If you own your own home and have some equity, it may make sense to take out a Home Equity Line of Credit (HELOC) on the property in order to fund your investments. This is especially true if the property you want to buy needs some work, or you plan on flipping it. Using a HELOC prevents you with getting hit with a bunch of loan fees up front. And then, once you flip or refinance that investment property, you can pay down the HELOC and then use it again on your next property.
- Seller Financing, Subject To, and Lease Options
If you’re negotiating with a motivated seller, creative financing is definitely an option you should consider. Again, I will note that it’s very difficult to do even these types of deals if you don’t have any money of your own. For example, you might be able to buy a property with seller financing for 100% of the purchase price, but what if it needs some repairs? Generally, these should be seen as “low money down” not “no money down” deals unless you plan on wholesaling.
- Partnerships and Private Lending
Generally speaking, private loans will not be something you want to stay on your property for long because they are too expensive. Hard money loans will virtually always be too expensive. But even private loans (from individuals with money that you meet and convince to lend to you) will still generally be 8% or higher. That being said, if you are able to find a private lender who will lend to you for less than that, you could conceivably use that as a source of long term financing. Just be warned that private lenders will eventually want their money back, so you should have a plan in place for when that happens.
Another option is to use a partner. This could be your strategy in general, where you bring the time and effort, and your partner provides the money for the down payment. The partner can also help you by providing strong credit and income that will make a bank feel more comfortable lending. This doesn’t mean a bank will lend to you if your
credit is in the mid 300’s even if you have a financially strong partner, but it certainly will help if, on your own, you are on the edge.
Crowdfunding is a method of raising capital through the collective effort of friends, family, customers, and individual investors.
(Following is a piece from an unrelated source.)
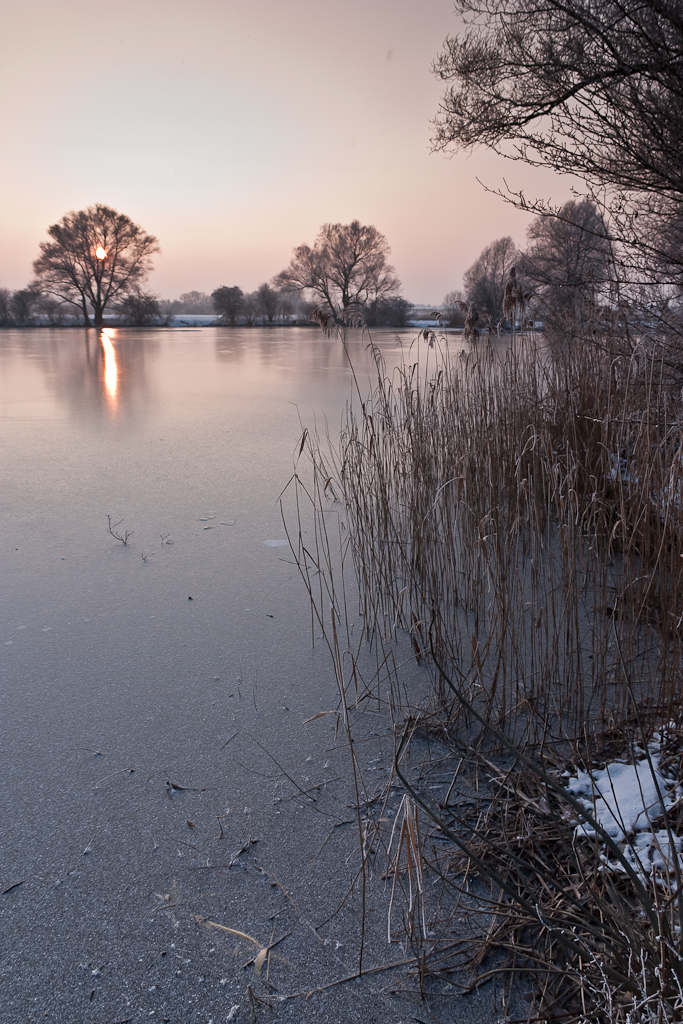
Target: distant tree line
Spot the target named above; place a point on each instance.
(97, 259)
(564, 269)
(594, 90)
This approach taps into the collective efforts of a large pool of individuals—primarily online via social media and crowdfunding platforms—and leverages their networks for greater reach and exposure.
There are three primary types are
- donation-based – seeking money for a cause
- rewards-based – seeking money with some kind of reward attached.
- equity crowdfunding– seeking money from investors who expect an equity position in the project.